Frank Varela made the most of a long haul from New Mexico to nail down a win over 27 other 30-mile-cruiseable Fords in Wild Street. He showed us a 9.03 at 150 mph in his final-round victory over Damon Dais, but we understand the bad '91 GT is motivated by an intercooled turbo system from HP Performance. It's eight-second capable when it needs to be.
Brian Keiser credits a move to UPR's front and rear suspension and a short shifter handle as the keys to his success in WFC's Cobra Challenge. Brian's '03 Snake is otherwise stock, except for a ported Eaton supercharger atop the Four-Valve 4.6. It carried him to an on-the-brakes 11.64/107 in his win over Mike Furth.
Dave Helser's cool '88 LX coupe runs nines with a ProMotion pro-shifted TKO 500. It boogied to the Promised Land at WFC without any nitrous, turbos, or superchargers and without having a bye round throughout eliminations. "I run it all on the motor," says Dave of the 385-inch Windsor sitting underhood. "My dad and my friend, Dave Senderhauf, kept the car running great, so all I had to do was stay focused and cut good lights (0.009 in the semis) each round."
Janel Hartjes scored one for the ladies at WFC. By taking advantage of a few good breaks in the early rounds and guiding her 12-second '98 GT to a Modular Street win in the final over Brandon Peterson, Janel became the first female winner in any WFC category.
Ray Johnson exorcised the ghost of WFC6 by taking out Johnny Lightning Wiker in this year's Pro Lightning final. The two squared off for all the marbles in 2004 at Gateway, with Johnny prevailing. "I owed him this one," Ray says.
Speedin' Bob Peden recorded another WFC first with his Street Lightning win over John Lipps. Think about it: When has a Harley Davidson Edition F-150 won in this category before? Speedin' Bob cites a unique tire mix as one of his performance advantages. The Harley truck wore its stock street tires in the first three rounds, which were swapped out for Mickey Thompson ET Streets in the semis and final. Why? They're not called "speed secrets" for nothing.
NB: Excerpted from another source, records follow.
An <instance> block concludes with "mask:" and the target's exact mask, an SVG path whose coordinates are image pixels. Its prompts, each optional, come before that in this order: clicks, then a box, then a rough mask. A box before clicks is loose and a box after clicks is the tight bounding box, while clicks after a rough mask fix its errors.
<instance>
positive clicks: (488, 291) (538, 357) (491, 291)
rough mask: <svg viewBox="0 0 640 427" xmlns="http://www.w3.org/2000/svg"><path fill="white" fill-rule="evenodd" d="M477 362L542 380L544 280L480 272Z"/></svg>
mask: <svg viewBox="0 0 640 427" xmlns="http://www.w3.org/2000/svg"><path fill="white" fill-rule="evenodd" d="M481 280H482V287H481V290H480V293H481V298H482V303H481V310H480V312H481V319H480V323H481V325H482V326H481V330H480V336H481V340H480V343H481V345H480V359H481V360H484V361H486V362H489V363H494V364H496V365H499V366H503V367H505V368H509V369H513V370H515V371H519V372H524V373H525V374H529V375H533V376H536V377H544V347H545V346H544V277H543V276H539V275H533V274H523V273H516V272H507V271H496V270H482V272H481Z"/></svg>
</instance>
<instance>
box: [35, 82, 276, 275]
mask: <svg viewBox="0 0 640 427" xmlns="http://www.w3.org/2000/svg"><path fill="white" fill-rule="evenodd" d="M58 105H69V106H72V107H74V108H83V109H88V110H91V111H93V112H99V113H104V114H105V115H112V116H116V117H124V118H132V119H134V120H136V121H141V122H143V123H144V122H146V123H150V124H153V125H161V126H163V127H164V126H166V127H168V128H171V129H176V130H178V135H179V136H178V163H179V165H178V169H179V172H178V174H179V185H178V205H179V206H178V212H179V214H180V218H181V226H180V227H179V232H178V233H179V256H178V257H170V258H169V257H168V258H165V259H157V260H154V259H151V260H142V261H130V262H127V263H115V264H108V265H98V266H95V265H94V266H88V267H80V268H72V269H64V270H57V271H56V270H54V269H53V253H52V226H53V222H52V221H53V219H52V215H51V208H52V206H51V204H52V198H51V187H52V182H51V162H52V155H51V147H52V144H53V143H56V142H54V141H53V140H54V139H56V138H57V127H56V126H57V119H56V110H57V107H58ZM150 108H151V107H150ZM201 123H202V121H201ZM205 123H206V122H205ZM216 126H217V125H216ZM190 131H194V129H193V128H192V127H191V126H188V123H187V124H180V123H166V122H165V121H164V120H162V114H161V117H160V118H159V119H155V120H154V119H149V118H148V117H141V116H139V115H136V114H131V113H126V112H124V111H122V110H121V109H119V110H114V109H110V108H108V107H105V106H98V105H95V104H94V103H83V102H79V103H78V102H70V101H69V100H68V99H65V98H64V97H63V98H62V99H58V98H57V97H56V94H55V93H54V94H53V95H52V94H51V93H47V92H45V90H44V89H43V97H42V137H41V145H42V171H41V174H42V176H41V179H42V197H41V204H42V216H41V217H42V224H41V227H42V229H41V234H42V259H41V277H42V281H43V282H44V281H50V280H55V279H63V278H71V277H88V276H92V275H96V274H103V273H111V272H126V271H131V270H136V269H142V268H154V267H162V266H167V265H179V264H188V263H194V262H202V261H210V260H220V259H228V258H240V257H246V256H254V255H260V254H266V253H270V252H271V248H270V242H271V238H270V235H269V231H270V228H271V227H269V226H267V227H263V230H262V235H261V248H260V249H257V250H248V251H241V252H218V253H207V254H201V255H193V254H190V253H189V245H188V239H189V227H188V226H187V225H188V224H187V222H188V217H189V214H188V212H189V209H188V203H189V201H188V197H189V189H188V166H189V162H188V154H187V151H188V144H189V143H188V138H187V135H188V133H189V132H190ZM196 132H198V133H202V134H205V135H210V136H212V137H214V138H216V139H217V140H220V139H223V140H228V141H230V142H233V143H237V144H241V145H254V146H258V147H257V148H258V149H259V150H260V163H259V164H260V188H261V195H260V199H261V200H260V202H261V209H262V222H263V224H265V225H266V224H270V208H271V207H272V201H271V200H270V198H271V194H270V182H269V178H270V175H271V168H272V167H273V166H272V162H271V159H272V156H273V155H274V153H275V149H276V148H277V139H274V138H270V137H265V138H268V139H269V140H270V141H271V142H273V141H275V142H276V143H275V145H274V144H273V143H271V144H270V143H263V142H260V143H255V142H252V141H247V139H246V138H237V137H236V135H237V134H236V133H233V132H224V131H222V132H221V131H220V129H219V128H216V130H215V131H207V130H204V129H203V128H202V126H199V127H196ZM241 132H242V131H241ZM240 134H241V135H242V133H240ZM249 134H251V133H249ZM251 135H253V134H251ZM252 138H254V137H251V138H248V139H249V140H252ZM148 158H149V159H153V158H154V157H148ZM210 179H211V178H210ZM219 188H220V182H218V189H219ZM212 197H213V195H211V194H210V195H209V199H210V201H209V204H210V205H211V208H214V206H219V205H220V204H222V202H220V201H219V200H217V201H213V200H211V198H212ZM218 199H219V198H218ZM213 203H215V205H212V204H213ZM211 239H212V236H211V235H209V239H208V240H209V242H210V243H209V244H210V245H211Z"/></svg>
Johnny Lightning narrowly missed out on a chance to double-up as champion in two classes-Ford Diesel Challenge and Pro Lightning-a feat he accomplished in 2004 and 2005. Immediately after finishing Second in the Lightning final, Johnny hopped out of his turbocharged race truck and into his E-350 tow rig, and he sawed the Tree down on Ron Simko (0.061 to 0.255), en route to his third victory in the wildly popular black-smoke extravaganza. "Any time you get to the finals is great," Johnny says. Having been there as many times as he has at WFC, it's safe to say he speaks from experience.